The spatiotemporal organization of neuronal population activity is critical for hippocampus-dependent learning & memory. However, the molecular mechanisms underlying the coordination of CA1 neuronal activity and their task-related dynamics remain unclear. Here, we investigate the role of cAMP (adenosine 3′,5′-cyclic monophosphate) signaling to regulate CA1 neuronal activity during hippocampusdependent spatial learning & memory by cAMP manipulation and fiber-based calcium imaging in freely-behaving mice. cAMP is a ubiquitous secondary messenger that mediates sensory transduction and neuromodulation.

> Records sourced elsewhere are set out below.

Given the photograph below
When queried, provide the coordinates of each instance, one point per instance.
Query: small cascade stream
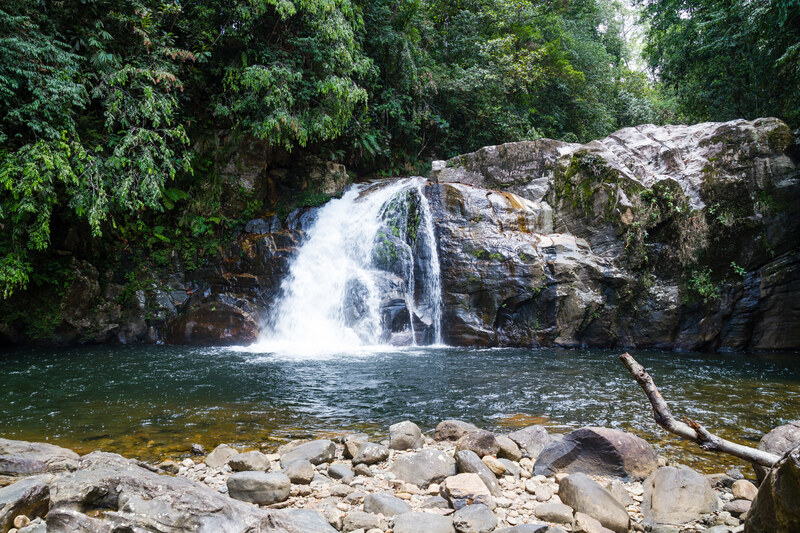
(367, 274)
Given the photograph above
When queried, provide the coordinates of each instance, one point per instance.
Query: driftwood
(690, 429)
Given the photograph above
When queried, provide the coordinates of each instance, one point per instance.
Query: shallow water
(154, 401)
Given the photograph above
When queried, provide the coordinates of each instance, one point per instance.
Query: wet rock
(259, 487)
(219, 456)
(340, 471)
(477, 518)
(423, 523)
(586, 496)
(468, 462)
(29, 496)
(677, 495)
(554, 512)
(300, 471)
(479, 441)
(744, 490)
(21, 458)
(777, 504)
(508, 449)
(213, 323)
(252, 460)
(405, 436)
(386, 504)
(531, 440)
(452, 429)
(370, 453)
(598, 451)
(466, 489)
(316, 452)
(425, 467)
(778, 441)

We previously reported a rapid cAMP function to enhance the spatial propagation of depolarizing field potentials across murine hippocampal slices, suggesting cAMP may serve to enhance neuronal population activity for memory. To characterize the role of cAMP for hippocampusdependent spatial learning & memory, we virally expressed the light-sensitive enzyme PAC (Photoactivatable Adenylyl Cyclase) or constitutively active enzyme PDE4cat (Phosphodiesterase 4) in CA1 neurons in freely-behaving mice for cAMP enhancement or suppression, respectively, during the object location test (OLT) and contextual fear conditioning (CFC) test. In the OLT, we observe that cAMP suppression results in a significant memory deficit while cAMP enhancement during training (but not testing) promotes the displaced object preference, indicating a cAMP function critical for encoding of short-term spatial recognition memory.

In the CFC test, we utilize a Dox inducible activity-dependent expression system to specifically express PAC or PDE4cat in CA1 neurons activated during CFC. After 24h, we assayed the effect of cAMP manipulation during exposure to the spatial environment (context). We found a significant reduction in freezing behaviour with cAMP suppression compared to control, suggesting that cAMP is critical for context-dependent fear memory retrieval. To directly examine how cAMP may affect CA1 population activity during OLT and CFC test, we recorded the CA1 neuronal response profiles by in vivo calcium imaging in freelybehaving mice. We found similar frequency and duration of neuronal calcium activities between the control and cAMP suppression groups, however, the organization of latent neuronal population states was perturbed by cAMP suppression, suggesting that cAMP may regulate CA1 population activity underlying spatial memory. Further, we will discuss our approach for combined calcium imaging and cAMP optogenetics in the same animal to directly interrogate the effect of cAMP perturbation on CA1 population dynamics during learning & memory.